Consumer Financial Protection Bureau Director Richard Cordray discussed the agency’s regulatory goals during a Wednesday conference, focusing heavily on the regulation of non-bank institutions as part of an effort to prevent another financial collapse.

“It is clear that we need to do all we can to help prevent such a collapse from ever happening again, but how?” Cordray said of the 2008 financial crisis. “We know that over-regulation can indeed stifle entrepreneurship, but we also must not forget that under-regulation can also lead to terribly anti-business results.”

Cordray said that the “bad practices” of non-bank lenders “drove out the good.”

“We saw with the meltdown in the mortgage market how a partial and incomplete regulatory scheme was doomed to fail,” Cordray said. “Banks, thrifts and credit unions were subject to explicit oversight, whereas many other mortgage participants, such as lenders and brokers and originators, were held to no standards of accountability at all.”

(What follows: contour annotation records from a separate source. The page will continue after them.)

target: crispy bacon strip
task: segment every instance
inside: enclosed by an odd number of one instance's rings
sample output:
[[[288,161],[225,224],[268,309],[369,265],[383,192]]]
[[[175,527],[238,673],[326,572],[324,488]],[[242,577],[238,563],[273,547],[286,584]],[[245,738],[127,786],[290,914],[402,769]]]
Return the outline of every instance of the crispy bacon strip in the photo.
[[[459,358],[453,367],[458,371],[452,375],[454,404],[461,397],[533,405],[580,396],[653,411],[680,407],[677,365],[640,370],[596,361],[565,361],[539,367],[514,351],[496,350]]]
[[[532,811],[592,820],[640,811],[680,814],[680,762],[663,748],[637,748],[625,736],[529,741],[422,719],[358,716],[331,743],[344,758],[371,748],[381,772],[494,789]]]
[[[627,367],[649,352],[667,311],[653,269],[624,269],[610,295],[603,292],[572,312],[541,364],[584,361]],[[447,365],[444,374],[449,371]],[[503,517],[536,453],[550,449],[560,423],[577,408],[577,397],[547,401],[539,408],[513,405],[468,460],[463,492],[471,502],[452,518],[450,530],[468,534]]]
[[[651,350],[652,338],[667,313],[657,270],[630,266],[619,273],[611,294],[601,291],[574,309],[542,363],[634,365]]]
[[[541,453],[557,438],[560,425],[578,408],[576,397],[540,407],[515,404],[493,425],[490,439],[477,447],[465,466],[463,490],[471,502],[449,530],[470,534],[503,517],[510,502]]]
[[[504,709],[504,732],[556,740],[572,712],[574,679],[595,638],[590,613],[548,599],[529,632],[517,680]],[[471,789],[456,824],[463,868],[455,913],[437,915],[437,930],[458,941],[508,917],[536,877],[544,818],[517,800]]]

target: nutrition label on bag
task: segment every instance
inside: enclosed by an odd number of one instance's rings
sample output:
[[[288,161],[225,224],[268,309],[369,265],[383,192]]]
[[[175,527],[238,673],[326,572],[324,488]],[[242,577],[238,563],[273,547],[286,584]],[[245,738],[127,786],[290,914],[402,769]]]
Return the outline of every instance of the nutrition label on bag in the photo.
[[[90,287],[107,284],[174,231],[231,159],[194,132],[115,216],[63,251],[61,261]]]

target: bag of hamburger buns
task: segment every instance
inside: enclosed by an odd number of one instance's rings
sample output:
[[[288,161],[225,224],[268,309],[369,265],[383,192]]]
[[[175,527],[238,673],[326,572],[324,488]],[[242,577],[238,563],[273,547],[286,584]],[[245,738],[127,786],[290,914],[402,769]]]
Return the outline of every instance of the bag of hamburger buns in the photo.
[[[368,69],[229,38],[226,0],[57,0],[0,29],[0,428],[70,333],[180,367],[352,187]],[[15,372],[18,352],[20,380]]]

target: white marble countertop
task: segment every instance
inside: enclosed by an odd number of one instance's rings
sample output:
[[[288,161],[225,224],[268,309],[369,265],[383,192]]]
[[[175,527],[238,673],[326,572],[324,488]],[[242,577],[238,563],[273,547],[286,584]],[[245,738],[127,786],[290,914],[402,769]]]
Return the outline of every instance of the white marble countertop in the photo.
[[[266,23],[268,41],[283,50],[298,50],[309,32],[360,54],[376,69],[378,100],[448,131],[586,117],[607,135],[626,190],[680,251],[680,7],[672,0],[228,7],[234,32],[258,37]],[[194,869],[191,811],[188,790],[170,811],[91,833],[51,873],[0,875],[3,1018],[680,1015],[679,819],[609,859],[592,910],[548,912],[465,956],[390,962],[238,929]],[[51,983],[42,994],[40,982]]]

Cordray said that the CFPB is working with other federal agencies to ensure a consistent approach to regulation.

“Through such cooperation, we will be able to increase our understanding of the effects of prior federal regulations and guidance, which will enable us to make the most informed decisions we can about how to address these issues,” Cordray said.

Cordray also highlighted some of the agency’s initiatives, including the “Know Before You Owe” program and a prototype credit card contract that is simpler and less complex than current contracts. Cordray stressed the importance of consumer education to ensure the health of the U.S. economy.

“In short, we see financial education and disclosure as a problem of closing the sizeable gap between where consumers actually are in their financial capability and where they need to be to navigate consumer finance markets successfully,” Cordray said.

Cordray stressed the importance of good business-consumer relationships in a healthy and viable economy.

“A financial marketplace that actually works for consumers must be understood as a long-run proposition, based not on isolated transactions but on lasting relationships between good businesses and their customers,” Cordray said. “If those customer relationships are not built upon sustainable economics, then the viability of the financial system will be placed at risk, perhaps not today or tomorrow, but inevitably at some point in the future.”